The snow is falling heavily, drifts are mounting when a young couple welcome four guests to Monkswell Manor, in the heart of the English countryside. Unexpectedly a stranger arrives, stranded by the snow…

The scene is set for a Poirot or Marple character to begin sleuthing to uncover the darkest secrets of those marooned in the newly opened guest house.

But no! The longest running London production ever, has all the trappings of a traditional Agatha Christie, but not quite. As the author herself said: The Mousetrap is not really frightening, it’s not really nasty and it’s not really a farce.

Producers of the Swindon production, Stephen Waley-Cohen and Adam Spiegel, were both part of The Mousetrap’s illustrious 21 years in the West End. They chose the light-hearted approach rather than the more sinister take on the famous play.

The cast was headed by the veteran of stage and screen Susan Penhaligon, who was a convincingly acerbic Mrs Boyle.

Martin Allanson, whose TV credits include the BBC’s Private Lives of the Monarchs and Doctors, gave a slick and polished performance as Det Sgt Trotter. The role was taken by Richard Attenborough in the original 1952 West End production.

George Naylor, as Christopher Wren, had a total ball prancing across the Wyvern stage. He hammed up the slapstick with gusto. And John Griffiths was the very model of the amiable Major, quietly lurking in the background, and always ready to lend a helping hand.

Laura Costello, as Miss Caswell, played her role with restraint and delicacy. She showed Miss Caswell’s socialist politics through her man-like gestures and nonconformist attitude, instead of taking the easy route of portraying a brutally butch, over-bearing feminist.
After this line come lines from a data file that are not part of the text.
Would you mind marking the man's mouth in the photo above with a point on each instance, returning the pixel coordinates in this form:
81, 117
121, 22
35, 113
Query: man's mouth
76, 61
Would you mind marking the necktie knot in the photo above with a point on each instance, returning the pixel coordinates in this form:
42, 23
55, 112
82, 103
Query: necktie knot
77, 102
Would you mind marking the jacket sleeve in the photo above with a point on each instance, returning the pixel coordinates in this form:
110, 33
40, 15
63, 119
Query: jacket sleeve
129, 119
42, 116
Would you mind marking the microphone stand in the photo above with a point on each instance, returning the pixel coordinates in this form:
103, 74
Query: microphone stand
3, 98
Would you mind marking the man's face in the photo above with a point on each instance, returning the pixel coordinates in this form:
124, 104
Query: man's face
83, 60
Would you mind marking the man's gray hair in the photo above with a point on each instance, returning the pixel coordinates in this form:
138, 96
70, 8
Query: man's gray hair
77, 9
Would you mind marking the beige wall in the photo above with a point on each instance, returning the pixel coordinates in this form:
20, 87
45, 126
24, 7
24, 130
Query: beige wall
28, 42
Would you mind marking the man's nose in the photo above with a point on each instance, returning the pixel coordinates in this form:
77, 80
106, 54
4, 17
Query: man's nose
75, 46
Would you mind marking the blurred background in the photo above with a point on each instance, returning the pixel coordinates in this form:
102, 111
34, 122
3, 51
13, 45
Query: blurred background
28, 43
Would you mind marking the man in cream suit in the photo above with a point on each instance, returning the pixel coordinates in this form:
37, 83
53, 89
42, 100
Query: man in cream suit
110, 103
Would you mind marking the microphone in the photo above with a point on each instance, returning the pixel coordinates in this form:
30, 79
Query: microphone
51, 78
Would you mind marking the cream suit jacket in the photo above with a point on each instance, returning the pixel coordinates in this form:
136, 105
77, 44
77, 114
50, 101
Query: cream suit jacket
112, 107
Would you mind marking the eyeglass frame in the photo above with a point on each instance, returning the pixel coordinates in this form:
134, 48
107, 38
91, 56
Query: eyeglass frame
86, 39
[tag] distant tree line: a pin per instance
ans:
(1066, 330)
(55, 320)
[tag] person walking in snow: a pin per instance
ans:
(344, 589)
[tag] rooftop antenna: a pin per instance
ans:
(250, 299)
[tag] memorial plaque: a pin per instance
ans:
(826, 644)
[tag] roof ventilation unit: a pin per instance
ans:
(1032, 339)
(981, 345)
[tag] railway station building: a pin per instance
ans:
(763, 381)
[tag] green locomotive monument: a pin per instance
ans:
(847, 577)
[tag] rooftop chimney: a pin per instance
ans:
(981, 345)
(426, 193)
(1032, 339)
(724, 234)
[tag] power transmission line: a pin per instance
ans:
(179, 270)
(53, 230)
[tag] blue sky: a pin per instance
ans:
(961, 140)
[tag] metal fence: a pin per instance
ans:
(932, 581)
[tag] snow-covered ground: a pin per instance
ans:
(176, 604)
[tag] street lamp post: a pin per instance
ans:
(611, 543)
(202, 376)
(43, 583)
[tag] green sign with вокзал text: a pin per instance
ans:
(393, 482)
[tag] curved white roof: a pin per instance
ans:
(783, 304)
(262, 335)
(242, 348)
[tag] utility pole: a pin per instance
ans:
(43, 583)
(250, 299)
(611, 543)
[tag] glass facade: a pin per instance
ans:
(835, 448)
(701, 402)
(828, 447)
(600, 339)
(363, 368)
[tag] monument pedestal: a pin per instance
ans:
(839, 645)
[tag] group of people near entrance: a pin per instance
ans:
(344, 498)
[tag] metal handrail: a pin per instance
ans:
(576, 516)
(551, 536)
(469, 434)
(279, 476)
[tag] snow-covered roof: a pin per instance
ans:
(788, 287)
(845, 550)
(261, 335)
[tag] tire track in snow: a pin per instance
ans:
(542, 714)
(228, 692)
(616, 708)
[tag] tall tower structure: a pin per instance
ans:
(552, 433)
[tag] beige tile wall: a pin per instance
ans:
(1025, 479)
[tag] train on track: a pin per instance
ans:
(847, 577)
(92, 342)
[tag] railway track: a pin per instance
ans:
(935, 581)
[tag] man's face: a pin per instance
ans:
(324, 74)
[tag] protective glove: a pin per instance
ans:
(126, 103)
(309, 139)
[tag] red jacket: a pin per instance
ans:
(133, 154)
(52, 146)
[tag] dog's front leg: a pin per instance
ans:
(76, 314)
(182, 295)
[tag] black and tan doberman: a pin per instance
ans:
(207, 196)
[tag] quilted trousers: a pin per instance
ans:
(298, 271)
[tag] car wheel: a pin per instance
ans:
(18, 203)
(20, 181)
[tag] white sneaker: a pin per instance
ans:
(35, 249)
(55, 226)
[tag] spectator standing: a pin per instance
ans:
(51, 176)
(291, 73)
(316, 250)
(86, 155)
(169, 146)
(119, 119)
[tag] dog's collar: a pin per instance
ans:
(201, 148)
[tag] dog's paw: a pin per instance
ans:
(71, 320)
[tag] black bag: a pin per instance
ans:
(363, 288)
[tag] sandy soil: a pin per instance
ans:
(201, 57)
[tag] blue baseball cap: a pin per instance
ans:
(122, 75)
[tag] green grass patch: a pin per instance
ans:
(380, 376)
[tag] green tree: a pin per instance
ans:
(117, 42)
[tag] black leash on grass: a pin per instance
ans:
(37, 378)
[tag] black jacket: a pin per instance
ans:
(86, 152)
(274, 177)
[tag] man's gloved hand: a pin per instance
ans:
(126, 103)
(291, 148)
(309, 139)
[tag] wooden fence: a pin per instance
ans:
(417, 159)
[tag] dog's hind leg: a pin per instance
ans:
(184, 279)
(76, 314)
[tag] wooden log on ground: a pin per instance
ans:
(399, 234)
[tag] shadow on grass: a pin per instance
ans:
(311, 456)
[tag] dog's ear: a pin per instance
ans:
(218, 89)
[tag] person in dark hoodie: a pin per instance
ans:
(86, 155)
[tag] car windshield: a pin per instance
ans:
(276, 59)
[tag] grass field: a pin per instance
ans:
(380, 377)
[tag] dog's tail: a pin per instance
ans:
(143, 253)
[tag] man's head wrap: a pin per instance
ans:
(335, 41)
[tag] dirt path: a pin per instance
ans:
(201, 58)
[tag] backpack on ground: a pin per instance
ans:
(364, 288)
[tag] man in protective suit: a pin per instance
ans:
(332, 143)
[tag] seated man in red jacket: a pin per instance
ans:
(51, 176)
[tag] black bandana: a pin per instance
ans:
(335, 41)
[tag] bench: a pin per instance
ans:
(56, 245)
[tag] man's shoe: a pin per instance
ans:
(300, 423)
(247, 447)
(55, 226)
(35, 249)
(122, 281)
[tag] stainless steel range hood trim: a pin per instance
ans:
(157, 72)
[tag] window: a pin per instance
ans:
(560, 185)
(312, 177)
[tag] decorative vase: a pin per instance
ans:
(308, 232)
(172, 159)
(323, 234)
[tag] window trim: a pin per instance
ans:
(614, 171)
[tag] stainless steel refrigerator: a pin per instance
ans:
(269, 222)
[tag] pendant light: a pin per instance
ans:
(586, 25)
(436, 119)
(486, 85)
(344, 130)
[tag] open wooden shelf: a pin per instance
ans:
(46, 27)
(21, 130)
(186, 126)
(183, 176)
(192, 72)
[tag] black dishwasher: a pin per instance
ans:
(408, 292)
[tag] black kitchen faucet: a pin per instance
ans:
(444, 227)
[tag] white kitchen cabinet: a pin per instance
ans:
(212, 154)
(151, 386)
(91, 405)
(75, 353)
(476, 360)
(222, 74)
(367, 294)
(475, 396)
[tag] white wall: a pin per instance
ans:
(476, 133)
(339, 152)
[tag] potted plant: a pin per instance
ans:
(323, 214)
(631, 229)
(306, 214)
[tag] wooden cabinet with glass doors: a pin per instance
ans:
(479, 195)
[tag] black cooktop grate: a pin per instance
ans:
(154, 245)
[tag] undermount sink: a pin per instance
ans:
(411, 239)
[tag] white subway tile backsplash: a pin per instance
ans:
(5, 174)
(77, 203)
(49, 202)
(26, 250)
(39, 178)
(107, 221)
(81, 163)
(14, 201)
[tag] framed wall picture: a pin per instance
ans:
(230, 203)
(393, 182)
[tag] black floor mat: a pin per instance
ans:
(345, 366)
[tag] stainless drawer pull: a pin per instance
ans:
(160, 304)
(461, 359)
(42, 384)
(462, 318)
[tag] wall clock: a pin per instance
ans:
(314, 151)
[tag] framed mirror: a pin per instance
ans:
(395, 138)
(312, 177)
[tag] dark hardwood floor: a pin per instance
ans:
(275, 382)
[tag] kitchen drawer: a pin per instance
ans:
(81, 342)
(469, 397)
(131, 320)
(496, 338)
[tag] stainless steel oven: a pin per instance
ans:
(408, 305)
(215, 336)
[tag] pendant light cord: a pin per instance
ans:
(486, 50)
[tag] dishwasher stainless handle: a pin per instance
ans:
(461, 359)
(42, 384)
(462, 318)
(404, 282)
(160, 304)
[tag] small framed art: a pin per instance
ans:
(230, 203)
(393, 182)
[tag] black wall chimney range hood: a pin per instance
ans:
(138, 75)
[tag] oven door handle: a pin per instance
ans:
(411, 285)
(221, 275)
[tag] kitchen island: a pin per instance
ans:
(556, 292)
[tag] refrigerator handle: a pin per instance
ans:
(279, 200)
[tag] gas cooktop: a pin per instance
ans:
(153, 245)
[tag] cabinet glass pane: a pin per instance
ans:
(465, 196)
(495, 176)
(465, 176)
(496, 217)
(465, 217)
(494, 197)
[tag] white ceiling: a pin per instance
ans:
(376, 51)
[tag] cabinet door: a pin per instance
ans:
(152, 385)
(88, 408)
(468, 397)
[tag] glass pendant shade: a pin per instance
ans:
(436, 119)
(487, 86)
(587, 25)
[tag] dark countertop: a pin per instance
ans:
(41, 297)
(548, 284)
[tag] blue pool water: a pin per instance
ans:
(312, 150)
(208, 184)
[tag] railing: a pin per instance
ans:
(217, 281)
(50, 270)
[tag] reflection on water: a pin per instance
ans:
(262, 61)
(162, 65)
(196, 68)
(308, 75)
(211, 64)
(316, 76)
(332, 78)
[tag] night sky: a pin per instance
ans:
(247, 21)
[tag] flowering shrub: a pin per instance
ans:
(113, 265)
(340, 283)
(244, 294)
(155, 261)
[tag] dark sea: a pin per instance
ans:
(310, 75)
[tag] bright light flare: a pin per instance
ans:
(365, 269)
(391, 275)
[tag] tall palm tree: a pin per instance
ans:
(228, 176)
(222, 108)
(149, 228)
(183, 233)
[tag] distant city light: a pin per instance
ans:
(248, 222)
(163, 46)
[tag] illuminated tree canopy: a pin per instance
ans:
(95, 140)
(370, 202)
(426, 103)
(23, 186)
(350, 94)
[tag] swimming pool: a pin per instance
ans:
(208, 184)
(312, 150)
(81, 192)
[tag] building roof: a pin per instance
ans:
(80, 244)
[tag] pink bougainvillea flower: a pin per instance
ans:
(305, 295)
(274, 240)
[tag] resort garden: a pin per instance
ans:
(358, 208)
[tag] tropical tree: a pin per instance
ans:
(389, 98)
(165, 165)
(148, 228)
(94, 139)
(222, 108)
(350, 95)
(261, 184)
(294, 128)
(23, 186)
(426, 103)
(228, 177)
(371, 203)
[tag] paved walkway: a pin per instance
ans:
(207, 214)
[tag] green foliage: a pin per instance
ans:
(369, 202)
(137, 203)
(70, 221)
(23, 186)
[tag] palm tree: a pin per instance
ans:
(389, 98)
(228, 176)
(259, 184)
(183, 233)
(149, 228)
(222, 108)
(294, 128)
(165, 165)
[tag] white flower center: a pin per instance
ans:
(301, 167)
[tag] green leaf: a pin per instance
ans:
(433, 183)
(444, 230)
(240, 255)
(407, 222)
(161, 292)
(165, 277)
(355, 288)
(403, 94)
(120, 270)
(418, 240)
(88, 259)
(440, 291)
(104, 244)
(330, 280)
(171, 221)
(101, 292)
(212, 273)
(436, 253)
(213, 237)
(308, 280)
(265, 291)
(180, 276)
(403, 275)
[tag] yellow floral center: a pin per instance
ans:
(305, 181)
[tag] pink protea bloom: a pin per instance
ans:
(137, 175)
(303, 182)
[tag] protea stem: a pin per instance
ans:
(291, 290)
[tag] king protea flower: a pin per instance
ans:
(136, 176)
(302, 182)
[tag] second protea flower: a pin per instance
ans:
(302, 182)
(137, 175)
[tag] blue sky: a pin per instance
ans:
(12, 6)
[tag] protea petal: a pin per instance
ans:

This adaptation was set in the 1950s and there were a number of themes within the play that reflected the prejudices and beliefs of that time. Some were overt such as the rise of feminism. Others touched obliquely on what were taboo subjects in the 1950s such as mental health issues and homosexuality.

The play was a cameo of a time in history. The set was magnificent, and the backstage crew obviously paid attention to detail even down to the sound of a telephone ringing. There was no downloading ringtones in the 1950s.

The Mousetrap should be on everyone’s bucket list. As they say at the end of the show, you join a secret society. It runs until Saturday at the Wyvern Theatre.